Tag Archives: The Drift

Looking at Sticks in Winter

winter character

Looking at Sticks in Winter

After a light overnight snow grounded things stand out
like a character for winter

autumn’s fallen sticks seem arranged
a gentle alphabet of dropped and windblown things

are all alphabets constructed of things that no longer grow
snapped or broken things until the world made sense of the drift

do I know as I look down on them they are looking
past me pointing to all that is still living above our heads

to all that will be green again whether I look or not
are all languages a message in relief or is it my own relief

that words will never be in season the spring they sprouted
from long gone the spring yet to arrive as forgetful

as we are with each other with growing and shedding
that even my name is an accidental landing

To the Tune of a Song Not Yet Written

Note: one of an occasional series of poems with this title…

 

To the Tune of a Song Not Yet Written [5]

Leaves gather into a shape in a doorway, like an animal
sheltering from the wind. The hiss of cold wind

through the emptied maple. Stand in the small area
which owns the sound and close your eyes — like newspapers

burning in the fire place with the kindling. Late afternoon
all the steeples point up to forgetful blue emptiness.

But they’re empty on the inside too. In the dark, the moon climbs
up the roof and leaps in slow motion

Still

Still

Waiting on this cold night for the moon to rise over the roof
of the house next to mine. So cold if the stars shiver the sky

will crack. So still that a moon cannot rise.
Still enough that I get tired of waiting on the world’s motions,

crawl in bed and shoulder under the blanket
and when I raise my head stars and  moon have sped their arc

into tomorrow, the spears of dawn are rattling in the street,
and nothing has stayed still about the world

except my place in it, beside you, still spooning me
in your sleep, your breath soft on my neck as a bird

shadow skims the winter wind outside the window
and a shaking branch stands by, slurs, stills, and you stir.

*

for my wife Mary, on her birthday.

Walking in the Dark

Walking in the Dark

 

Late night walks are making more sense
as I realize how little of my life

I am really seeing.  Making it home each night
through the black ink of every word of hope

and doom engraved into the emptiness
surrounding me—isn’t it much better

practice than bounding about in daylight
thinking I am understanding everything?

In the dark the actual tree spreads without end,
across time and space, and I begin to sense

that my blindness also travels a route
set in deep earth, exposed to the sky.

To the one missing her father inexplicably on a warm day after an ice storm

To the one missing her father inexplicably on a warm day after an ice storm

Mid-morning snow after a night of sleet.
Ice is melting off the roofs, descending

faster than flakes can fall, but they go
only their own speed, unconcerned

with making up the distance

Seen in an Almost Empty Elementary School Parking Lot One November Afternoon at Four-Thirty

Seen in an Almost Empty Elementary School Parking Lot One November Afternoon at Four-Thirty

 

Through the honest tree limbs a hundred vultures float
like a cloud of gnats. No like the floating ashes of burning leaves.

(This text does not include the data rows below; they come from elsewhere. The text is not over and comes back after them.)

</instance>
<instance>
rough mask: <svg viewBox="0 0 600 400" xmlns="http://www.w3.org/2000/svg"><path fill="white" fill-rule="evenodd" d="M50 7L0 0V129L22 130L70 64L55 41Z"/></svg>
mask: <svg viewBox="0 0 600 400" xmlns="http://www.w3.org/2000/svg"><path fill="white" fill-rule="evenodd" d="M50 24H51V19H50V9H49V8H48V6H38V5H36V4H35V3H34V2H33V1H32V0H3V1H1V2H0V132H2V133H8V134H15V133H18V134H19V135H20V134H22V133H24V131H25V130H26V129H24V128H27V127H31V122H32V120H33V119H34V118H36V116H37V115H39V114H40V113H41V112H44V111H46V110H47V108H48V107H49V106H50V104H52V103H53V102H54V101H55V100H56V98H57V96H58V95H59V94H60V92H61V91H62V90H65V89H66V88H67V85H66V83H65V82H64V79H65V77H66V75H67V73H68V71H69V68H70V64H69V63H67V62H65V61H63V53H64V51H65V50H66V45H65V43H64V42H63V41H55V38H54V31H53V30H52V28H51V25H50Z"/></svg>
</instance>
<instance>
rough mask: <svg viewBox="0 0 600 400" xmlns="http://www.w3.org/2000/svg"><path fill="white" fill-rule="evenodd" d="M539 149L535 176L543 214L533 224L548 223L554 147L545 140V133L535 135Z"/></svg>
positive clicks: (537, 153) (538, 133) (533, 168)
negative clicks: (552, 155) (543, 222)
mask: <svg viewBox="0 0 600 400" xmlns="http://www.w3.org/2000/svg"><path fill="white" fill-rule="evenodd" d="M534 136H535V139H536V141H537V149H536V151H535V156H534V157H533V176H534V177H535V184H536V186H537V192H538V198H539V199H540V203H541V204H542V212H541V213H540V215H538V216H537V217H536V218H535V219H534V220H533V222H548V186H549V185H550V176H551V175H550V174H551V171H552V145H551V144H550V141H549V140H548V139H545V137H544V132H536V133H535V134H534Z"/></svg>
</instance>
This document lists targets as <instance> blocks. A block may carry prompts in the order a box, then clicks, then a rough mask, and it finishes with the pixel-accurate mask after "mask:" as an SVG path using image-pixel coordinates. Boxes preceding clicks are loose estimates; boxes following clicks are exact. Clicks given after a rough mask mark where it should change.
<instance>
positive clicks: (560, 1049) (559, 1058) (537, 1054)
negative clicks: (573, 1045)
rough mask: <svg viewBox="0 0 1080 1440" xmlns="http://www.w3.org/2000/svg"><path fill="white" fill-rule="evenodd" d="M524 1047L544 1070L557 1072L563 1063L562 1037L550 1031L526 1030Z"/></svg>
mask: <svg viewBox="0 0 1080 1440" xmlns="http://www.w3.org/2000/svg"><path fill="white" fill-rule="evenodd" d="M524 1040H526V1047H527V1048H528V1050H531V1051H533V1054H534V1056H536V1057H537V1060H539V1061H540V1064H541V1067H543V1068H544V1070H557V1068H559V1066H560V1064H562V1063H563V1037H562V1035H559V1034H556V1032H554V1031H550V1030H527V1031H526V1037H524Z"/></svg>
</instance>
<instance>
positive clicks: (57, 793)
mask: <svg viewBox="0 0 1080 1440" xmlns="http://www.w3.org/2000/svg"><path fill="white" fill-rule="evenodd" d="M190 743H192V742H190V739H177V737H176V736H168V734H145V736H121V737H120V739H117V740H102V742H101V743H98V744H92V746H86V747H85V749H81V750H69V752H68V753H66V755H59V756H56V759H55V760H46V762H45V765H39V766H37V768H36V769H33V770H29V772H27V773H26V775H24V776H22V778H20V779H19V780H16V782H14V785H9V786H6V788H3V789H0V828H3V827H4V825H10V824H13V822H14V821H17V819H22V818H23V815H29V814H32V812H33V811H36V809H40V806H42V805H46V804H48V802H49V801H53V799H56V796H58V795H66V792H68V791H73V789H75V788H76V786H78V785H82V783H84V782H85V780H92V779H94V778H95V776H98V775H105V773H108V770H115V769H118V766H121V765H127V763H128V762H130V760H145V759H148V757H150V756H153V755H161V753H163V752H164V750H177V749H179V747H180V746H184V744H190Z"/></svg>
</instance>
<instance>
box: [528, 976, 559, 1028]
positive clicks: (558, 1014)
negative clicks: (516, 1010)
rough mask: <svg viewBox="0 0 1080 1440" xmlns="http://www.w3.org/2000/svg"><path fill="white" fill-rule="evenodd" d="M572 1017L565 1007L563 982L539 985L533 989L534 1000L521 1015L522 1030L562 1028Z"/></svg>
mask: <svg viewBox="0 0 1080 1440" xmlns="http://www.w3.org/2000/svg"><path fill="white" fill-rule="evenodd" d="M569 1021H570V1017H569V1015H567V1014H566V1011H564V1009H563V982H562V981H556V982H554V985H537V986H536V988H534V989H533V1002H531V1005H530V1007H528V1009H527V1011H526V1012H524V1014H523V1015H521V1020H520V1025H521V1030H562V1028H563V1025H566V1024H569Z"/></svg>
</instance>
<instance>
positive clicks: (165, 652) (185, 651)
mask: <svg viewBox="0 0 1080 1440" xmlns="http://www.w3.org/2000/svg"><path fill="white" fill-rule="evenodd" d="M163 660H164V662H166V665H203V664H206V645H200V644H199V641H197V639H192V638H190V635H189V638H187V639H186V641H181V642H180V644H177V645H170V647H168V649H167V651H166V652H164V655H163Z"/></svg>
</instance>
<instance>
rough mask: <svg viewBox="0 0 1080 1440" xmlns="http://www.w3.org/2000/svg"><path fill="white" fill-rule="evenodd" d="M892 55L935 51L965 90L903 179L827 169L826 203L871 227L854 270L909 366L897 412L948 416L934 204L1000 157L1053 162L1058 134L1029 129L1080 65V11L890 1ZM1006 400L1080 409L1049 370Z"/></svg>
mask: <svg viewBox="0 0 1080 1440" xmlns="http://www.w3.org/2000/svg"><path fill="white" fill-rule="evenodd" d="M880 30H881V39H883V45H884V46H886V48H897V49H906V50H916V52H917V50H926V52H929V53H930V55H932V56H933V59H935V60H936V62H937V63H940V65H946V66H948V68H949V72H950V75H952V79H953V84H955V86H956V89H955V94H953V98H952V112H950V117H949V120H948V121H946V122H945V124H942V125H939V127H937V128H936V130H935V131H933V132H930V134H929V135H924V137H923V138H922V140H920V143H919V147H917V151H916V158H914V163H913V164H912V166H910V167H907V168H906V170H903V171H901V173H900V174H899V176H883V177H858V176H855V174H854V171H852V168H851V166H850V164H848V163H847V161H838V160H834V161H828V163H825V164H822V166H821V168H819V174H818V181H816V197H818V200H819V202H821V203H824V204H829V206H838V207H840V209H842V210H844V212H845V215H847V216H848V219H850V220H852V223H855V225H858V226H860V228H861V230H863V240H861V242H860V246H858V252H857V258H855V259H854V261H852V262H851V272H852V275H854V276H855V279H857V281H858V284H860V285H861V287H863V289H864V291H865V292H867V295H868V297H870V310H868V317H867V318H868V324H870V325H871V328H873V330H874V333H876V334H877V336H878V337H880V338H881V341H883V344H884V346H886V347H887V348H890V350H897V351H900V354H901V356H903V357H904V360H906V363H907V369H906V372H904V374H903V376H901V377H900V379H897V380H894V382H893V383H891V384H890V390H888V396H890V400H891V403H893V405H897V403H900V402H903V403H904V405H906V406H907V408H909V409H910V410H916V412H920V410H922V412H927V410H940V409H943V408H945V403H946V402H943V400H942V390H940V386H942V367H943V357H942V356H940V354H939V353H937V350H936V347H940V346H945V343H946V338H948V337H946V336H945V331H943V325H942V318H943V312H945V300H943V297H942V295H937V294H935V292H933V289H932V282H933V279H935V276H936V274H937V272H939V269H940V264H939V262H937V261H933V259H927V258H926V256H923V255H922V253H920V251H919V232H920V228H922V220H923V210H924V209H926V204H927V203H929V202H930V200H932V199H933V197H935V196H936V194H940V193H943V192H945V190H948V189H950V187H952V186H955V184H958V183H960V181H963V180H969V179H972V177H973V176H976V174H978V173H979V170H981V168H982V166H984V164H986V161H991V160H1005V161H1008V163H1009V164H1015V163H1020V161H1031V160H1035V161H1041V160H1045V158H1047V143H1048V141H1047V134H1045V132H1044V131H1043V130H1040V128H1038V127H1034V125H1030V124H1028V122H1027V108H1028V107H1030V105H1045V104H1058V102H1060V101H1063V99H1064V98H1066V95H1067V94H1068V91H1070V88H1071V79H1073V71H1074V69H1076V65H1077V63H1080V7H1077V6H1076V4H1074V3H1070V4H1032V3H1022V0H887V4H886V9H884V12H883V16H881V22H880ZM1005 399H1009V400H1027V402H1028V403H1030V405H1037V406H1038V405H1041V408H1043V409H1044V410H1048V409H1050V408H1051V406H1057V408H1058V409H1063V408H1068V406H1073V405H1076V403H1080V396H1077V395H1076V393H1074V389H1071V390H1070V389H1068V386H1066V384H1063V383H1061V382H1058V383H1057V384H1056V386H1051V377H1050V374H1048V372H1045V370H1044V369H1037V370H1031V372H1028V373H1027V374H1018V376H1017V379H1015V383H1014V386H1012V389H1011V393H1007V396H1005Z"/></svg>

No as they get closer I see they are stitching something
into the air, shape of a common hunger borne aloft

and visible only through this inscribing of individual
wills in contrast and in wind, swirling like the last

sip of wine in a glass, up, down, settle, rinsed away,
all just a matter of perception of a form against

its temporary constraint, not ever really part of your
moment when it continues on, or ceases holding

your own thought against the edges of your world
as if the world was something to hold your drink

or your memories, or even your body in its form
perceived from two hundred feet up and a quarter

of a mile away as something too big to land on and eat.

Mildest Day, mid-November

Mildest Day, mid-November

 

It’s the mildest day in weeks, in the neighborhood the heat pumps are quiet
and where last night was dry wind raising the leaves for another ride tonight

the rain wanders in around dinnertime, so fine you can’t even feel it but in the beam
of a parked truck’s headlights it looks like it is pouring. Later it will rain hard

but it’s here mostly for the duration, to check off the seconds of  the night, like a reminder,
that the next one will be colder and harder, and that after that there will be snow.

Four Things I See in the Sky on a Windy Day

Four Things I See in the Sky on a Windy Day

 

Leaves stampeding past a second floor window like escaped horses.
Gray scales of a dragon’s vast belly slides over the city.

A cloud viewed through empty branches, ghost of foliage.
A vapor trail unwriting itself across the day’s crisp paper.

 

To the Tune of a Song Not Yet Written [4]

To the Tune of a Song Not Yet Written [4]

 

I walk up my own street after sunset.
The moon is not yet up and the last streetlight

is behind me. Slowly, slowly I trudge up the hill
and slowly, slowly my shadow fades into the dark bricks.

I have lost myself and where I am going
but with no streetlights the roof has been taken off

the world. If I stood still I could find and count a star
for each of the eighteen thousand days I have lived so far.

Here in the dark stretch of street they are with me.
With my shadow gone and the dark bricks

pretending not to move at the speed of stars.